CREATION, DEVELOPMENT AND PROSPECTS OF THE PHARMACOVIGILANCE SYSTEM

According to WHO and OECD, human protection from the undesirable effects of medicines is an indispensable condition for the sustainable development of the Ukrainian healthcare system. The safe use of medicines remains the main task in the treatment of diseases, which is the responsibility of the pharmacovigilance system. Pharmacovigilance is a scientific and practical activity related to the detection, assessment, understanding and prevention of adverse reactions or any other problems related to the safety and effectiveness of medicines. The purpose of the work is to analyze the reasons for the creation, functioning and development of the pharmacovigilance system in the world. At the end of the 19th century. The issue of the safe use of medicines became relevant, which was preceded by fatalities and poisonings after the use of medicines and vaccines. This led to the adoption of the Biological Control Act in 1902 in the USA, which became the basis for the introduction of the Purity of Drugs and Food Act in 1906 and the organization of the Drug Control and Drug Administration. Similar bodies were also created in other developed countries of the world to control medicines.

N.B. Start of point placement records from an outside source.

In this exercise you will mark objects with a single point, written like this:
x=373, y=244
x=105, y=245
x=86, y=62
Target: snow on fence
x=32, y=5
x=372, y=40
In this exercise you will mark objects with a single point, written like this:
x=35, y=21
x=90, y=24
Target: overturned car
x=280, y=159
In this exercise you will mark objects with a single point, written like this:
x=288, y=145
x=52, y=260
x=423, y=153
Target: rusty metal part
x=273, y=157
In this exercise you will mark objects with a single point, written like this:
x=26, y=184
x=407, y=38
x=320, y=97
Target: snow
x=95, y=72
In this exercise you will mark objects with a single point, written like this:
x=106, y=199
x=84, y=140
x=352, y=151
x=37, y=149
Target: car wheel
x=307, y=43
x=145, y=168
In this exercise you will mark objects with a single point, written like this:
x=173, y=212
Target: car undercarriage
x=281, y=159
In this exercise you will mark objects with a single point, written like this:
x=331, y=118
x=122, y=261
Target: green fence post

The thalidomide tragedy significantly accelerated the development and implementation of European legislation on the circulation of medicines in the form of EU Directive 65/65 of January 26, 1965, which established the basic requirements for the registration of medicines. Today, the WHO Center for Pharmacovigilance is located in Uppsala, Sweden. About 180 countries are involved in the global pharmacovigilance system, providing information. There are some differences in the Rules of Good Practice between the European Union and the US: FDA – are advisory in nature, and the European Union Rules – are mandatory. The shortcomings of the European Union and US Rules are the assessment and interpretation of the drug circulation process, as well as the application of certain provisions in practice. In Ukraine, bringing the pharmacovigilance system into line with European standards is a priority and integral process that will improve the management process in the field of drug circulation and public health. Conclusion. International organizations should continue to deepen their understanding of the pharmacovigilance system and develop guidelines for the transition from focusing on identifying harm to spreading knowledge about safety among all stakeholders, including in Ukraine.